Diarylethene Molecular Clocks for Dual‐Mode Time‐Dependent Data Encryption

Abstract Developing dynamic encryption materials with time‐dependent outputs has gained importance in the digital age. While many studies have introduced phosphorescent, polymeric, and/or self‐assembled materials for this purpose, challenges such as poor handleability, short readout duration, and single‐mode output persist. To address these issues, designed three photochromic molecules—DAE‐B, DAE‐NH, and DAE‐N with different photoisomerization rates are designed. Under 254 nm irradiation, DAE‐B and DAE‐NH appear magenta per cyclization, while DAE‐N emits orange fluorescence. Notably, DAE‐B and DAE‐NH are visible under both visible light and UV light (254 and 365 nm), whereas DAE‐N is visible only under UV light. Leveraging these properties, a time‐dependent dynamic encryption system using DAE‐B and DAE‐NH is developed, where the correct message is accessible only at a specific time, while wrong information would appear at other time points.
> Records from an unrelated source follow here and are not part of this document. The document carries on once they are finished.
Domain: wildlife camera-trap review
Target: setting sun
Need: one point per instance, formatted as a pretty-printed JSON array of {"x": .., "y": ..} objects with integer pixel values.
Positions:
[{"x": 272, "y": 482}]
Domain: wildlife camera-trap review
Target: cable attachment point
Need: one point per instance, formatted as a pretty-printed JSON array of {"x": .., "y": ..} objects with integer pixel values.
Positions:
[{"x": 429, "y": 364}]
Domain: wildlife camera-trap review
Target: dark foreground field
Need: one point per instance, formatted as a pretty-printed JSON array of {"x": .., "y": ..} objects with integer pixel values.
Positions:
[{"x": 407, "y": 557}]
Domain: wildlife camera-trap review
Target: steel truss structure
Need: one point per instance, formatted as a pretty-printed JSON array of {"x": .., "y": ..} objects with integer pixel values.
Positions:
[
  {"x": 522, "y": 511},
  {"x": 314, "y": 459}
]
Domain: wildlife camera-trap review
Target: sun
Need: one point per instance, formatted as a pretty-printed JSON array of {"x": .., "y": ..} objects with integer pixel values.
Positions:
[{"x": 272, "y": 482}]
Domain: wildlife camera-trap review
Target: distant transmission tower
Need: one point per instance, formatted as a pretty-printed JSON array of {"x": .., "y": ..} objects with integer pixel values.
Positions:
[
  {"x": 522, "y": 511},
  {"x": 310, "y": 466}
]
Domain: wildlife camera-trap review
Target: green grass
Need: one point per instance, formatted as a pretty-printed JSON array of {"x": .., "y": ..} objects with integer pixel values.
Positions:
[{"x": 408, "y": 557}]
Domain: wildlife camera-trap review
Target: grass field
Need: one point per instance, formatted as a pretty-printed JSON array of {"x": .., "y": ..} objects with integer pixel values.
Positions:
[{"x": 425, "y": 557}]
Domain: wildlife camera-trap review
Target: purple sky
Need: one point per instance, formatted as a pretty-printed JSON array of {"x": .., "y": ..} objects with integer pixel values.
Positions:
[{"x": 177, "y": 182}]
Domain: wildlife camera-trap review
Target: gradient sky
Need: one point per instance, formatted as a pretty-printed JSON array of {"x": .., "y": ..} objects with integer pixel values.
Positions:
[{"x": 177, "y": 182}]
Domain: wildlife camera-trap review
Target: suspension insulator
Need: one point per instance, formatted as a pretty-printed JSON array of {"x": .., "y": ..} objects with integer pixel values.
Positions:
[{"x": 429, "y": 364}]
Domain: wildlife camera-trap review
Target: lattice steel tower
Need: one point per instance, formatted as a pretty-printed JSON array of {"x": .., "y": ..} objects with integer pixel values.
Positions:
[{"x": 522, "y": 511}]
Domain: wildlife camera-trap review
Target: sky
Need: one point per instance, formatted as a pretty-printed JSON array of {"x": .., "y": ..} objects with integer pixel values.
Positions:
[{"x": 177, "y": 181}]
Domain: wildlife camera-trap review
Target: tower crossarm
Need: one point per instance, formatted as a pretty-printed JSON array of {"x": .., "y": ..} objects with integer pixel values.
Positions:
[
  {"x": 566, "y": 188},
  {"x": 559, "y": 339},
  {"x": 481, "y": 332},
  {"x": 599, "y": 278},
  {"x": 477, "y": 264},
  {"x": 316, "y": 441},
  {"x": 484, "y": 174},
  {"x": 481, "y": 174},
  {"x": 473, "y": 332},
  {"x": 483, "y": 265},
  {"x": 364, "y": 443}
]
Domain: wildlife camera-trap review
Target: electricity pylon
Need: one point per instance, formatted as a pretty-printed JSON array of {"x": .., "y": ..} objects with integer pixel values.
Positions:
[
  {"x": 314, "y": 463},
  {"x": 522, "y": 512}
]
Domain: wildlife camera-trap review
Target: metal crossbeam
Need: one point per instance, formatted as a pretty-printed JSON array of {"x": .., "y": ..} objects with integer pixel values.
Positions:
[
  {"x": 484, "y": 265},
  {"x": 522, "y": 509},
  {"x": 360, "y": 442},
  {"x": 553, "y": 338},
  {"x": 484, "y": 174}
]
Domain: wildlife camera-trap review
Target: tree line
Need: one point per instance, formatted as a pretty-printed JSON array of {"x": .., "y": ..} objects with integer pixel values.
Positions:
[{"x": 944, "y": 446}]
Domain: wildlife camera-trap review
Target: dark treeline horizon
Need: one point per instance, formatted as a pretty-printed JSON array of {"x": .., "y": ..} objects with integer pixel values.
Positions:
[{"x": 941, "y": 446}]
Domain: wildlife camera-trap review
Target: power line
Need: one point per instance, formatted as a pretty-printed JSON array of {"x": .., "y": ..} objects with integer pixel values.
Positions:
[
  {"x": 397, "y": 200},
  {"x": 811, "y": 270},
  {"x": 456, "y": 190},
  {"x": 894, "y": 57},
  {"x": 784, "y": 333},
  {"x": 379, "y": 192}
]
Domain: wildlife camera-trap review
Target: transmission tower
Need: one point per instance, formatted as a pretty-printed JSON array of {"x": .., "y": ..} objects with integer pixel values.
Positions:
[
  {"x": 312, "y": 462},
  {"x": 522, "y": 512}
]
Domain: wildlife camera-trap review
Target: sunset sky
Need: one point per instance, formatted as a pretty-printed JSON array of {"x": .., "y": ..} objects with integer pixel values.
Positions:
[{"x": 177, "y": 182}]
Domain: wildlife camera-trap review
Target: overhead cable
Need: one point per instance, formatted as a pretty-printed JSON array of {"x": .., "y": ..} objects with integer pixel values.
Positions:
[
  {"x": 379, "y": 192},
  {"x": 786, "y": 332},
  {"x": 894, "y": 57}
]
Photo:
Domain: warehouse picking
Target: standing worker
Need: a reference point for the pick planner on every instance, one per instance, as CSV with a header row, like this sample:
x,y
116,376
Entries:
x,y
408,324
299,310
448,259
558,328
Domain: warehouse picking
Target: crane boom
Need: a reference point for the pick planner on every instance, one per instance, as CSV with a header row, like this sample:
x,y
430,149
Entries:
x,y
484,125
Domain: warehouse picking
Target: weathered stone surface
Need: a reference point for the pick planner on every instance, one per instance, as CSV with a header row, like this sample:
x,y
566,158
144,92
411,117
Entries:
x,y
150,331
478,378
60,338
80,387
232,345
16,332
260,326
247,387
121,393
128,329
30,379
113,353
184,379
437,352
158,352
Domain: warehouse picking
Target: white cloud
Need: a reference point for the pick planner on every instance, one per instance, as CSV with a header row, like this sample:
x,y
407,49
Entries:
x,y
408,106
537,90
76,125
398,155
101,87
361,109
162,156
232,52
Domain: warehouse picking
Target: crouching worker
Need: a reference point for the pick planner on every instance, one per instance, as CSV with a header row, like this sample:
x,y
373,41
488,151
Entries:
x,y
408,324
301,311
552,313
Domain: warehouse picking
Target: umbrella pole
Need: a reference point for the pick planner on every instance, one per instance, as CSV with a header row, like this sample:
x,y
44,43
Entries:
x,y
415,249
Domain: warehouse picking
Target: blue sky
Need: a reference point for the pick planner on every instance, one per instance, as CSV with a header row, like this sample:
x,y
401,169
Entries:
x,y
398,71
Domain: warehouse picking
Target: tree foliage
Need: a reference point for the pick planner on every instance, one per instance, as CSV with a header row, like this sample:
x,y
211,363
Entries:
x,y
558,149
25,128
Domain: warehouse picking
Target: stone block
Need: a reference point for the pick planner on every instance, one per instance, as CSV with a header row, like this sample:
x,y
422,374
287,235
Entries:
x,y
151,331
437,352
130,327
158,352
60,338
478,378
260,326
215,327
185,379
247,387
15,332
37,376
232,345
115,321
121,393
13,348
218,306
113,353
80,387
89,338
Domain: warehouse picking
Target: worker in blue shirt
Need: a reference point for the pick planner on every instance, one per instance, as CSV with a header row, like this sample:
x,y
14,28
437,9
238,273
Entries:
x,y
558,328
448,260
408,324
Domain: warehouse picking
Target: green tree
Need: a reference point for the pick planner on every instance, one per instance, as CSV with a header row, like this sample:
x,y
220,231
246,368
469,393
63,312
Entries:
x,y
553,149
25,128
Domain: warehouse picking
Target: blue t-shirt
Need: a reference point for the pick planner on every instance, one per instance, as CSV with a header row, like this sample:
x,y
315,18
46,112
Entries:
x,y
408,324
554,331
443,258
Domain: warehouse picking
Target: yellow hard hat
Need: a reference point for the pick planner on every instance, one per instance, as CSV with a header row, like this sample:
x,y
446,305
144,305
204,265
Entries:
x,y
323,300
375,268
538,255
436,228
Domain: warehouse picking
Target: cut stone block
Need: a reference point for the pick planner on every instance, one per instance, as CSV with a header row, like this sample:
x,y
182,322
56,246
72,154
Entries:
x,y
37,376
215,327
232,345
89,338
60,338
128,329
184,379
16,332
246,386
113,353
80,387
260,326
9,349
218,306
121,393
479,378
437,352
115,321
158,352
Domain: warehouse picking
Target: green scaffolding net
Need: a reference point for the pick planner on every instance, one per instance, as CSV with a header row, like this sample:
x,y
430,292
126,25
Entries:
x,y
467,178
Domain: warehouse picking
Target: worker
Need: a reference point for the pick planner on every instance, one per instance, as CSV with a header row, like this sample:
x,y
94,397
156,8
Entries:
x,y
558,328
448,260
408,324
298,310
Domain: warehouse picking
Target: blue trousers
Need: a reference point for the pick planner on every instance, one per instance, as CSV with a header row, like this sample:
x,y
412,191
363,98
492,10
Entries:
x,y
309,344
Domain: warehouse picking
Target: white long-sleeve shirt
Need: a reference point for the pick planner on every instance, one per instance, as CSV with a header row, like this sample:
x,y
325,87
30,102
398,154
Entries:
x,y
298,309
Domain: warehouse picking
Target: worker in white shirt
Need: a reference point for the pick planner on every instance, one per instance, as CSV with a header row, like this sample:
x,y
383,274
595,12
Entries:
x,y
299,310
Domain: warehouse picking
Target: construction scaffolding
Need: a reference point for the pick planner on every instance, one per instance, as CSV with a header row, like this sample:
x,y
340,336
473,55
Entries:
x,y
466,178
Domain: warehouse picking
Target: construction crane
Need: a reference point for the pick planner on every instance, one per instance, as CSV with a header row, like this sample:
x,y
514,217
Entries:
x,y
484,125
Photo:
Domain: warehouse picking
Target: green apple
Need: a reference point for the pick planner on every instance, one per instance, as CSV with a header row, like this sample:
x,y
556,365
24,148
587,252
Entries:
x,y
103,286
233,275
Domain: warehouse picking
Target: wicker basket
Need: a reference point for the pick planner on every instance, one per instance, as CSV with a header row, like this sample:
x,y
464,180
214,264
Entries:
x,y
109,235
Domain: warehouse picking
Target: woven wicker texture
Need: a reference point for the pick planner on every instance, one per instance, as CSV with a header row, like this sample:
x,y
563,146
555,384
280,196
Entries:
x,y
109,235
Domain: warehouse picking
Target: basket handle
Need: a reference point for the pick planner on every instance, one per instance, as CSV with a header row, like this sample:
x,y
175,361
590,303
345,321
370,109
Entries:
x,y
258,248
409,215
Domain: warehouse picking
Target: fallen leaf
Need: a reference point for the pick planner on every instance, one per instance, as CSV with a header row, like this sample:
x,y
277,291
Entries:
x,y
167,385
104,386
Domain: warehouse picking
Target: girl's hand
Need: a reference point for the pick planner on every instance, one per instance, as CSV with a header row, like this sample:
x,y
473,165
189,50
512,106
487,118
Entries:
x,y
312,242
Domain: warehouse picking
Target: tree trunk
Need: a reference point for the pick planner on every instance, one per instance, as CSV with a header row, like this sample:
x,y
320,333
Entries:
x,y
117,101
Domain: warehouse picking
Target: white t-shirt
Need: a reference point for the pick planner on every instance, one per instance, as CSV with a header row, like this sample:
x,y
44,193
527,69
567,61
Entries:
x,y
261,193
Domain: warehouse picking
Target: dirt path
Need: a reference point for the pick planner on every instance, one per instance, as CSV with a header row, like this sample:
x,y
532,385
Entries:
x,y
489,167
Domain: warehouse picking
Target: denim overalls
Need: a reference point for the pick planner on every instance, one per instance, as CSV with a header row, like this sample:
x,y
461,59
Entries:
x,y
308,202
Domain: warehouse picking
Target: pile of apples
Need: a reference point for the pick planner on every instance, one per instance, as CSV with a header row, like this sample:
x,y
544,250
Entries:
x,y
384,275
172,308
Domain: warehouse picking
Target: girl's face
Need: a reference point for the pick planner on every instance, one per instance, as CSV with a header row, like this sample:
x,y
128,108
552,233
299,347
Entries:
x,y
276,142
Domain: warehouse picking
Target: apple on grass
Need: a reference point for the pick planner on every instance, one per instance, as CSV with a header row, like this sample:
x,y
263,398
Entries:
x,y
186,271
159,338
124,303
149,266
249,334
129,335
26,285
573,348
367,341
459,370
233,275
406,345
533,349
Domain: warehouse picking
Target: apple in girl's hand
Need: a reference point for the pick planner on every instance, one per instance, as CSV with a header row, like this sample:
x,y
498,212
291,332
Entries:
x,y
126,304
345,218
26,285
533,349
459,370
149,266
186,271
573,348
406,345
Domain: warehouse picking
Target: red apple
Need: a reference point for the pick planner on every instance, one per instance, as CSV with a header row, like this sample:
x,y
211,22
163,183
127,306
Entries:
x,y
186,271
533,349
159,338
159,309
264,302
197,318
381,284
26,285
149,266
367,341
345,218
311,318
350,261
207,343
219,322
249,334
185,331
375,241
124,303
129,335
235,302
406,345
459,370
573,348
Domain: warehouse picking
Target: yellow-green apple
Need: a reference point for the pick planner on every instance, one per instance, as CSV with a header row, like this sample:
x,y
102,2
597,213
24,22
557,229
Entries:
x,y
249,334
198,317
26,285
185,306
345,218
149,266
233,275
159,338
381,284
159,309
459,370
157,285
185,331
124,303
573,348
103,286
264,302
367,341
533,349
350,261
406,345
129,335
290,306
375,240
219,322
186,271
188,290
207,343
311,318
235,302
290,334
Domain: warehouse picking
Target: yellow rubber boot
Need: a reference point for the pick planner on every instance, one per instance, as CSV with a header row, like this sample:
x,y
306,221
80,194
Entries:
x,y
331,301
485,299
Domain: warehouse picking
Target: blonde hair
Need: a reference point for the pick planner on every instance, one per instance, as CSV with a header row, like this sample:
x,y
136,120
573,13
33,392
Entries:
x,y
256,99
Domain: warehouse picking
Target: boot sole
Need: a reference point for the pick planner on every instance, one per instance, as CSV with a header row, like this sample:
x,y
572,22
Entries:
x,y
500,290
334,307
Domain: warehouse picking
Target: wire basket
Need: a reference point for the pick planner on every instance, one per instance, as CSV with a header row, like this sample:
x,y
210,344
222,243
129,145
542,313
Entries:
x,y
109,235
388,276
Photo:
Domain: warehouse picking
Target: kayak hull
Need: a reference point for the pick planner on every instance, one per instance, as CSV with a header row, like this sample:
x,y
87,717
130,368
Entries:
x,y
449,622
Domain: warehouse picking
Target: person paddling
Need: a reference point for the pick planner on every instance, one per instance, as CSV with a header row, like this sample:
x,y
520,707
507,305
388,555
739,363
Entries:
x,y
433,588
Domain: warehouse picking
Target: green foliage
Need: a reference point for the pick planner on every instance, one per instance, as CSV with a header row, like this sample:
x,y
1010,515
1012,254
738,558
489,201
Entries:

Additionally, by integrating DAE‐B, DAE‐NH, and DAE‐N into QR codes (quick‐response code), and combining this with the scanning sequence, time, and wavelength, a dual‐mode, 3D encryption system that operates under both visible and UV light is created. This innovation not only advances time‐based encryption techniques but also contributes to the development of molecular clock‐based encryption materials.